Perhaps I'm blind, but I just don't see how this all should be the case
at the same time. Could you please give a concrete example of such a
situation?

Imagine these sincere preferences.  (I'm just "telling a story" here, these preferences are not part of the "real" example.)

49% C>>B>A

12% B>C>>A
12% B>>A>C

13% A>B>>C
14% A>>B>C

A simple linear political spectrum, with B as the centrist, and the Condorcet winner.  Now, imagine many of the CBA voters have strategically upranked A (with some of them approving A as well) in order to create a cycle.  Here is the "concrete example":

10% C>>B>A  (the "honest" ones)
23% C>>A>B
18% C>A>>B
12% B>C>>A
12% B>>A>C
17% A>B>>C
10% A>>B>C

B>C  41% approval
C>A  61% approval
A>B 45% approval

Now, imagine you are in the 17% A>B>>C faction, and you are aware of the situation.  The only way you can prevent C from winning is by insincerely disapproving of A.

10% C>>B>A
23% C>>A>B
18% C>A>>B
12% B>C>>A
24% B>>A>C (including 12% insincerely disapproving of A)
5% A>B>>C  (the "honest" ones)
10% A>>B>C

Now A's approval (33%) is lower than B's (41%), which allows B to win the election.

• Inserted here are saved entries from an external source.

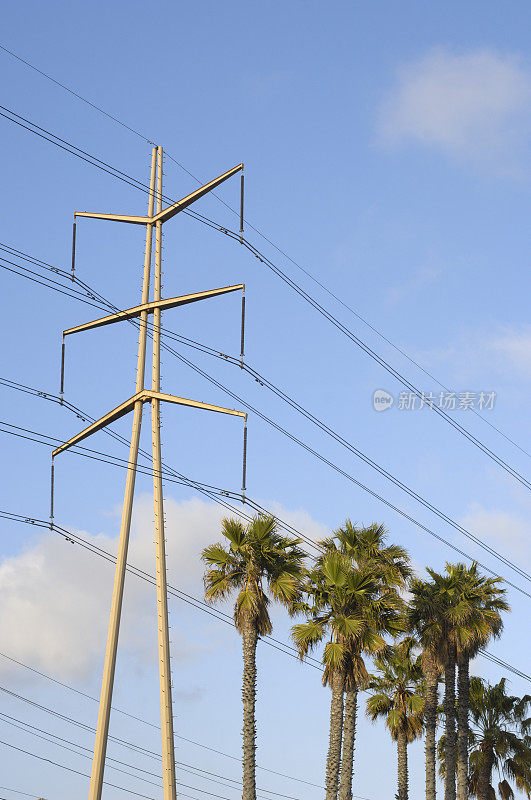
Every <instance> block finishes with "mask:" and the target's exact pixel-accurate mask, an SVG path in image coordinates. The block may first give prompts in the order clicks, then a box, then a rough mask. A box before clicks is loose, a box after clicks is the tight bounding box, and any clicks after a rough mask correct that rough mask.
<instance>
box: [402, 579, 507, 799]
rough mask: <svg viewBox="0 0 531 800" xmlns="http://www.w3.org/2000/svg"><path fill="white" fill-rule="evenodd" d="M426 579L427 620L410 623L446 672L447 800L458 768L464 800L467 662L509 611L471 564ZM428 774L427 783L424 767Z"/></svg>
mask: <svg viewBox="0 0 531 800" xmlns="http://www.w3.org/2000/svg"><path fill="white" fill-rule="evenodd" d="M428 573H429V575H430V577H431V578H432V583H431V584H430V585H429V586H428V587H425V588H424V590H422V587H420V596H421V597H422V602H423V603H424V606H425V607H424V612H425V619H424V621H423V620H422V615H421V614H420V615H419V613H418V610H417V612H416V613H414V614H413V618H412V619H410V621H412V622H413V623H416V628H417V630H419V627H420V631H419V632H420V633H422V628H423V627H424V629H426V631H427V636H426V638H427V640H428V642H429V641H430V640H431V641H433V642H434V644H435V645H436V646H435V648H434V655H435V657H436V660H438V661H439V663H440V664H442V666H443V667H444V688H445V690H444V714H445V735H444V747H445V759H446V761H445V770H444V776H445V794H444V796H445V800H456V764H457V778H458V781H457V787H458V791H459V795H458V800H466V798H467V791H468V790H467V773H468V749H467V748H468V682H469V681H468V670H469V662H470V658H472V657H473V656H474V655H476V654H477V652H478V650H479V649H480V648H481V647H483V646H484V645H485V644H486V642H487V641H488V640H489V638H490V637H491V636H498V635H499V633H500V631H501V628H502V621H501V616H500V612H501V611H504V610H508V608H509V607H508V605H507V603H506V602H505V600H504V599H503V595H504V593H505V591H504V590H503V589H501V588H500V587H499V586H498V584H499V583H500V579H498V578H485V577H483V576H482V575H480V573H479V571H478V568H477V564H475V563H473V564H472V566H471V567H470V568H468V567H467V566H466V565H465V564H453V565H452V564H448V563H447V564H446V567H445V573H444V574H443V575H440V574H439V573H437V572H435V571H434V570H431V569H428ZM422 591H424V594H422ZM419 602H420V601H419ZM421 605H422V603H421ZM419 617H420V619H419ZM421 638H422V637H421ZM457 666H459V698H458V706H457V712H458V713H457V721H458V736H457V740H456V697H455V678H456V667H457ZM432 680H433V679H432ZM429 694H430V696H429V700H428V723H427V725H428V731H429V738H430V741H429V743H428V741H427V742H426V754H427V755H428V747H429V751H430V781H431V782H432V786H433V792H435V775H434V772H432V768H433V761H432V754H433V746H434V719H435V715H434V714H433V708H434V706H433V701H434V699H435V698H436V693H433V692H432V693H429ZM427 739H428V736H427ZM456 741H457V749H456ZM456 755H457V758H456ZM426 769H427V777H428V766H427V767H426ZM433 797H435V794H433Z"/></svg>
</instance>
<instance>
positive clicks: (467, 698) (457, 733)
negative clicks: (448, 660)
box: [457, 655, 470, 800]
mask: <svg viewBox="0 0 531 800" xmlns="http://www.w3.org/2000/svg"><path fill="white" fill-rule="evenodd" d="M468 667H469V659H468V656H467V655H463V656H460V657H459V660H458V670H457V687H458V695H457V800H467V799H468V708H469V704H470V699H469V694H470V688H469V675H468Z"/></svg>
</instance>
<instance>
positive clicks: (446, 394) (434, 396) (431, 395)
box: [372, 389, 497, 411]
mask: <svg viewBox="0 0 531 800" xmlns="http://www.w3.org/2000/svg"><path fill="white" fill-rule="evenodd" d="M496 398H497V395H496V392H471V391H466V392H451V391H444V392H399V393H398V394H397V396H396V397H394V396H393V395H392V394H390V393H389V392H386V391H385V389H376V390H375V391H374V392H373V395H372V405H373V408H374V410H375V411H387V409H388V408H391V406H392V405H393V404H394V402H395V400H396V408H397V409H398V410H399V411H416V410H420V409H421V408H440V409H442V410H443V411H493V410H494V406H495V403H496Z"/></svg>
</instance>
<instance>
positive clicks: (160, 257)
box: [151, 147, 176, 800]
mask: <svg viewBox="0 0 531 800" xmlns="http://www.w3.org/2000/svg"><path fill="white" fill-rule="evenodd" d="M161 211H162V147H159V148H158V152H157V214H159V213H160V212H161ZM161 280H162V222H161V221H160V220H159V221H157V222H156V223H155V288H154V295H153V299H154V301H155V302H157V301H158V300H160V299H161V296H162V294H161ZM160 334H161V310H160V308H155V310H154V312H153V377H152V384H151V388H152V389H153V391H154V392H160ZM151 427H152V435H153V498H154V506H155V552H156V571H157V622H158V643H159V651H158V652H159V682H160V722H161V737H162V772H163V787H164V790H163V797H164V800H176V788H175V750H174V738H173V704H172V696H171V666H170V635H169V628H168V591H167V586H166V545H165V538H164V501H163V493H162V454H161V443H160V400H159V399H158V398H155V397H154V398H153V399H152V401H151Z"/></svg>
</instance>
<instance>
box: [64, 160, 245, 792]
mask: <svg viewBox="0 0 531 800" xmlns="http://www.w3.org/2000/svg"><path fill="white" fill-rule="evenodd" d="M162 160H163V153H162V148H161V147H154V148H153V152H152V157H151V176H150V188H149V200H148V212H147V216H131V215H126V214H98V213H92V212H76V213H75V214H74V229H73V246H72V275H74V268H75V231H76V227H75V226H76V218H77V217H90V218H92V219H103V220H110V221H114V222H126V223H129V224H133V225H144V226H145V227H146V245H145V256H144V273H143V282H142V296H141V301H140V305H138V306H135V307H134V308H129V309H127V310H124V311H118V312H117V313H114V314H110V315H108V316H105V317H101V318H100V319H96V320H92V321H91V322H87V323H85V324H83V325H78V326H76V327H74V328H69V329H68V330H65V331H63V346H62V360H61V397H62V395H63V389H64V354H65V337H66V336H68V335H70V334H73V333H79V332H80V331H87V330H91V329H93V328H97V327H101V326H103V325H109V324H112V323H114V322H121V321H123V320H132V319H135V318H139V320H140V325H139V340H138V357H137V373H136V386H135V393H134V395H133V396H132V397H130V398H129V399H128V400H126V401H125V402H123V403H121V404H120V405H119V406H117V407H116V408H114V409H113V410H112V411H110V412H109V413H107V414H105V416H103V417H101V419H99V420H97V421H96V422H94V423H93V424H91V425H89V426H88V427H87V428H85V429H84V430H83V431H81V432H80V433H78V434H76V436H73V437H72V438H71V439H69V440H68V441H67V442H65V443H64V444H62V445H61V446H60V447H57V448H56V449H55V450H54V451H53V453H52V500H51V511H50V516H51V522H52V523H53V491H54V490H53V485H54V458H55V457H56V456H57V455H59V453H62V452H64V451H65V450H68V449H69V448H70V447H72V446H74V445H77V444H79V443H80V442H81V441H82V440H83V439H86V438H87V437H88V436H90V435H91V434H93V433H95V432H96V431H99V430H101V429H102V428H104V427H106V426H107V425H109V424H111V423H112V422H114V421H115V420H117V419H119V418H120V417H122V416H124V415H125V414H127V413H129V412H130V411H132V412H133V426H132V431H131V445H130V450H129V462H128V467H127V477H126V483H125V493H124V502H123V509H122V520H121V527H120V537H119V543H118V556H117V560H116V570H115V575H114V587H113V595H112V603H111V613H110V620H109V632H108V636H107V647H106V651H105V663H104V669H103V680H102V687H101V696H100V704H99V712H98V724H97V731H96V739H95V745H94V757H93V761H92V771H91V778H90V790H89V800H100V798H101V794H102V785H103V775H104V769H105V757H106V751H107V738H108V732H109V719H110V711H111V701H112V693H113V685H114V673H115V667H116V653H117V648H118V634H119V629H120V619H121V611H122V600H123V591H124V582H125V572H126V566H127V550H128V544H129V532H130V528H131V514H132V508H133V495H134V489H135V478H136V471H137V460H138V448H139V442H140V428H141V424H142V410H143V406H144V403H149V404H150V405H151V430H152V443H153V494H154V511H155V551H156V552H155V554H156V577H157V580H156V584H157V619H158V661H159V682H160V714H161V738H162V766H163V789H164V795H163V796H164V800H175V799H176V785H175V753H174V733H173V707H172V687H171V667H170V641H169V627H168V592H167V580H166V547H165V538H164V509H163V487H162V454H161V438H160V404H161V402H169V403H177V404H178V405H183V406H190V407H193V408H198V409H203V410H206V411H216V412H219V413H222V414H231V415H233V416H238V417H242V418H243V419H244V455H243V462H244V468H243V487H242V488H243V490H244V491H245V461H246V453H245V449H246V442H247V414H246V413H244V412H243V411H236V410H234V409H229V408H223V407H221V406H215V405H209V404H208V403H202V402H198V401H197V400H188V399H186V398H183V397H176V396H174V395H170V394H163V393H161V391H160V347H161V316H162V311H164V310H168V309H170V308H176V307H177V306H182V305H187V304H188V303H195V302H197V301H199V300H206V299H208V298H210V297H216V296H218V295H222V294H226V293H228V292H235V291H241V292H242V353H243V321H244V309H245V305H244V304H245V286H244V284H238V285H235V286H224V287H221V288H219V289H209V290H207V291H204V292H196V293H195V294H188V295H183V296H181V297H172V298H170V299H166V300H163V299H162V293H161V278H162V226H163V224H164V223H165V222H168V221H169V220H170V219H172V217H174V216H175V215H176V214H179V213H180V212H181V211H184V209H186V208H188V206H190V205H192V203H194V202H195V201H196V200H199V198H201V197H203V196H204V195H205V194H207V193H208V192H210V191H212V190H213V189H215V188H216V186H219V184H221V183H223V182H224V181H226V180H227V179H228V178H230V177H231V176H232V175H235V174H236V173H238V172H241V173H242V176H241V191H242V205H241V207H242V213H241V219H240V229H242V226H243V164H238V166H236V167H233V169H230V170H229V171H228V172H225V173H224V174H223V175H220V176H219V177H218V178H215V179H214V180H213V181H210V183H207V184H205V186H202V187H201V188H199V189H197V190H196V191H195V192H192V193H191V194H189V195H187V196H186V197H184V198H183V199H182V200H179V201H178V202H177V203H173V204H172V205H170V206H168V207H167V208H165V209H164V210H163V208H162ZM155 201H156V211H155ZM153 229H155V270H154V272H155V274H154V290H153V300H152V301H150V299H149V295H150V272H151V259H152V250H153ZM150 315H152V317H153V323H152V339H153V370H152V379H151V389H148V388H146V386H145V367H146V346H147V336H148V317H149V316H150Z"/></svg>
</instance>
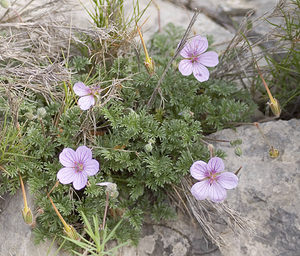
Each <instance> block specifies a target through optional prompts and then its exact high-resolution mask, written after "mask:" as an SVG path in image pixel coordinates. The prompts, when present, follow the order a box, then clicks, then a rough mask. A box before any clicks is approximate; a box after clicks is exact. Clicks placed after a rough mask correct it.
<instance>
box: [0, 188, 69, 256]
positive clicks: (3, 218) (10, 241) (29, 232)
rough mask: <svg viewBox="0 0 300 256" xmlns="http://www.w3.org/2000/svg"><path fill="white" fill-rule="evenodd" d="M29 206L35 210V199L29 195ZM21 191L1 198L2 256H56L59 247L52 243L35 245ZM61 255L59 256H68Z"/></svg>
mask: <svg viewBox="0 0 300 256" xmlns="http://www.w3.org/2000/svg"><path fill="white" fill-rule="evenodd" d="M27 200H28V204H29V205H28V206H29V207H30V208H31V210H33V207H32V206H33V198H32V196H30V194H29V193H27ZM23 207H24V204H23V197H22V193H21V190H19V191H18V192H17V193H16V195H14V196H11V195H5V196H3V198H0V210H1V212H0V256H46V255H47V252H48V250H49V254H48V255H49V256H52V255H55V251H56V250H57V246H56V245H54V246H52V247H51V241H46V242H44V243H40V244H38V245H35V244H34V237H33V233H32V230H31V228H30V227H29V226H28V225H26V224H25V222H24V220H23V217H22V213H21V210H22V209H23ZM50 247H51V248H50ZM66 255H67V254H64V253H62V252H61V253H59V254H57V256H66Z"/></svg>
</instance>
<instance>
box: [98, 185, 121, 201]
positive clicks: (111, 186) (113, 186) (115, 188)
mask: <svg viewBox="0 0 300 256" xmlns="http://www.w3.org/2000/svg"><path fill="white" fill-rule="evenodd" d="M96 185H99V186H106V189H105V192H106V193H108V194H109V196H110V197H111V198H117V197H118V195H119V192H118V188H117V184H116V183H112V182H100V183H96Z"/></svg>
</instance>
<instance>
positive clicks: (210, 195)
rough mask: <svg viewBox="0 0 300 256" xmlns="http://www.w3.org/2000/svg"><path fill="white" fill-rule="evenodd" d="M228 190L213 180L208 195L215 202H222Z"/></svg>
mask: <svg viewBox="0 0 300 256" xmlns="http://www.w3.org/2000/svg"><path fill="white" fill-rule="evenodd" d="M226 195H227V193H226V190H225V189H224V188H223V187H222V186H221V185H220V184H218V183H217V182H213V183H212V184H211V185H210V187H209V191H208V197H209V198H210V200H211V201H213V202H215V203H220V202H222V201H223V200H224V199H225V198H226Z"/></svg>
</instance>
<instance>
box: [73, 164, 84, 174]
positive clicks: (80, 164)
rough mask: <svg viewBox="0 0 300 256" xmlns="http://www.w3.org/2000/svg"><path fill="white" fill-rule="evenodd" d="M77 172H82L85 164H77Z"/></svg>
mask: <svg viewBox="0 0 300 256" xmlns="http://www.w3.org/2000/svg"><path fill="white" fill-rule="evenodd" d="M75 170H76V172H82V171H83V164H82V163H80V162H79V163H77V162H75Z"/></svg>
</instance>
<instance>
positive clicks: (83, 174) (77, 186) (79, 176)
mask: <svg viewBox="0 0 300 256" xmlns="http://www.w3.org/2000/svg"><path fill="white" fill-rule="evenodd" d="M75 174H76V175H75V176H74V180H73V187H74V188H75V189H76V190H80V189H82V188H84V187H85V186H86V183H87V174H86V173H85V172H83V171H82V172H76V173H75Z"/></svg>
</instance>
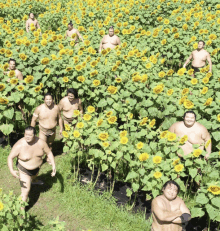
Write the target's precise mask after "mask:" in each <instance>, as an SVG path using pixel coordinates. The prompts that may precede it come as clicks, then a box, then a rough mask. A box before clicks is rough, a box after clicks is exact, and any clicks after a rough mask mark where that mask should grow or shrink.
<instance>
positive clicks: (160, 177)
mask: <svg viewBox="0 0 220 231" xmlns="http://www.w3.org/2000/svg"><path fill="white" fill-rule="evenodd" d="M162 175H163V174H162V173H161V172H155V173H154V177H155V178H156V179H158V178H161V177H162Z"/></svg>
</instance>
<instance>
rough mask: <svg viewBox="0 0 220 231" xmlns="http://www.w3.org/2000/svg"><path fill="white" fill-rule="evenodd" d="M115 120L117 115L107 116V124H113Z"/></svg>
mask: <svg viewBox="0 0 220 231" xmlns="http://www.w3.org/2000/svg"><path fill="white" fill-rule="evenodd" d="M116 121H117V117H116V116H111V117H109V118H108V123H109V124H114V123H115V122H116Z"/></svg>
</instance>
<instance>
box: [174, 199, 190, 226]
mask: <svg viewBox="0 0 220 231" xmlns="http://www.w3.org/2000/svg"><path fill="white" fill-rule="evenodd" d="M180 211H181V212H182V215H181V216H179V217H177V218H176V219H174V220H173V221H172V223H174V224H182V223H188V221H189V220H191V214H190V211H189V209H188V208H187V207H186V205H185V203H184V201H183V200H181V204H180ZM186 214H188V215H186ZM184 218H185V219H184ZM186 219H187V221H186Z"/></svg>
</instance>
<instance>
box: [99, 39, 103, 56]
mask: <svg viewBox="0 0 220 231" xmlns="http://www.w3.org/2000/svg"><path fill="white" fill-rule="evenodd" d="M102 41H103V39H102V40H101V43H100V45H99V53H101V51H102Z"/></svg>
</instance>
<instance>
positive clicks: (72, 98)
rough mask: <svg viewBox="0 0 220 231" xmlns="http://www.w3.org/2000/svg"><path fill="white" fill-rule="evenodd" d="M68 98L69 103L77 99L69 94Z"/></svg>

There is a rather large set of situations where this can occur.  I constructed this one to be what I saw as a plausible situation where insincere order-reversal and disapproval was clearly a superior strategy.

In winning votes, the ABC faction can simply equal-rank.  At this point I'm fairly convinced that measuring defeat strength by winning votes more reliably avoids the need for favorite betrayal, compared to measuring by winner's approval.